Iedereen heeft twee Von Willebrand factorgenen. Bij autosomaal dominante overerving hebben dragers van één afwijkend gen de ziekte. Mensen met de ziekte van Von Willebrand zijn in de stamboom met zwart aangegeven.
Autosomaal recessief bij Von Willebrand
De man of de vrouw is drager van het afwijkende Von Willebrand chromosoom, maar lijdt zelf niet aan de ziekte. Alleen als de man en vrouw allebei drager zijn, dan is er een kans van één op vier (25 %) dat een kind van allebei de ouders de ziekte erft. Kinderen die deze vorm van Von Willebrand erven, hebben meestal een ernstige vorm van de ziekte. De helft van de kinderen loopt bij dit overervingspatroon dus de kans om drager te worden van het afwijkende chromosoom, een vierde van de kinderen heeft kans om volledig gezond te zijn. In theorie zijn van iedere vier kinderen, twee drager, één gezond en heeft één de ziekte.

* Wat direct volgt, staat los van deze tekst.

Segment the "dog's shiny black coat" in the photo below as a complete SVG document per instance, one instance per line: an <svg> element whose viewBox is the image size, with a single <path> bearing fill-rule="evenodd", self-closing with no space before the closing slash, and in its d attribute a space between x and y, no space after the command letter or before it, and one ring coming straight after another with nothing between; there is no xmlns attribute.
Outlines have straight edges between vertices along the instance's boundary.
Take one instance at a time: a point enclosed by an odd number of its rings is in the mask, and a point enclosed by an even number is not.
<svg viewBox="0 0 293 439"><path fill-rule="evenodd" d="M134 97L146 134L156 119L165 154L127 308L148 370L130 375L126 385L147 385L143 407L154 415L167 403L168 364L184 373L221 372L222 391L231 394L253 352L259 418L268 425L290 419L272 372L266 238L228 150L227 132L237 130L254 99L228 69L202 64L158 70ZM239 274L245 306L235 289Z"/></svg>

Iedereen heeft twee Von Willebrand factorgenen. Bij autosomaal recessieve overerving hebben dragers van één afwijkend gen geen klachten (de gezonde drager is lichtblauw in de stamboom); pas bij twee afwijkende genen lijdt men aan de ziekte. De mensen met de ziekte van Von Willebrand zijn
met zwart aangegeven in de stamboom.
Typen en overerving
Bij de ziekte van Von Willebrand is het type bepalend voor de wijze van overerving. Er zijn drie typen waarbij de erfelijkheid verschillend is.
- Type 1 erft autosomaal dominant over
- Type 2 erft meestal autosomaal dominant over
- Type 3 erft autosomaal recessief over
Filmpje over erfelijkheid
De Cyberpoli heeft een duidelijke uitleg gemaakt over de erfelijkheid bij Von Willebrand.
Zeer zeldzame stollingsstoornissen
Onder de zeer zeldzame stollingsstoornissen verstaan we plaatjesstoornissen, zoals het Bernard Soulier syndroom en de ziekte van Glanzmann en de stoornissen waarbij er een bepaalde factor niet goed functioneert tijdens het stollingsproces, de factor deficiënties. Hemofilie A en B zijn ook factordeficiënties, maar komen ten opzichte van de andere factor deficiënties redelijk vaak voor, dus worden apart genoemd.
De meeste zeer zeldzame stollingsafwijkingen zijn een autosomale recessieve aandoening. Het ‘foutje’ ligt dus niet op het geslachtchromosoom en de draagsters/dragers hebben geen klachten. Alleen als beide ouders drager zijn van hetzelfde ‘foutje’ op het DNA, dan is er een kans op een baby met een afwijking die wel leidt tot klachten.
Aangeboren zeldzame stollingsafwijkingen (met uit zondering van hemofilie) zijn allen autosomale afwijkingen. Dus zowel jongens als meisjes hebben een kans om de afwijking te krijgen. Ook kunnen zowel meisjes als jongens drager zijn. Hoe gaat dat in zijn werk? Hieronder staan de verschillende mogelijkheden op de rijtje.
Beide ouders zijn drager.
In dat geval is er een kans van 25% dat het kind de aandoening heeft, 25% kans dat het kind de aandoening niet heeft en 50% dat het kind drager is van de aandoening.
Beide ouders hebben de aandoening.
Wanneer beiden ouders de aandoening hebben zullen al hun kinderen die ook hebben.
Eén van de ouders heeft de aandoening en de ander niet.
Wanneer één van de ouders de aandoening heeft en de andere ouder niet dan zullen alle kinderen drager zijn van de aandoening.
Eén van de ouders is drager, de andere ouder niet.
Wanneer één van de ouders drager is en de ander niet is er 50% kans op een kind dat drager is en 50% kans dat het geen drager van de aandoening is.
Eén van de ouders heeft de aandoening en de ander is drager.
Wanneer één van de ouders de aandoening heeft en de andere ouder drager is van de aandoening is er 50% kans dat het kind de aandoening heeft en 50% kans dat het kind drager is.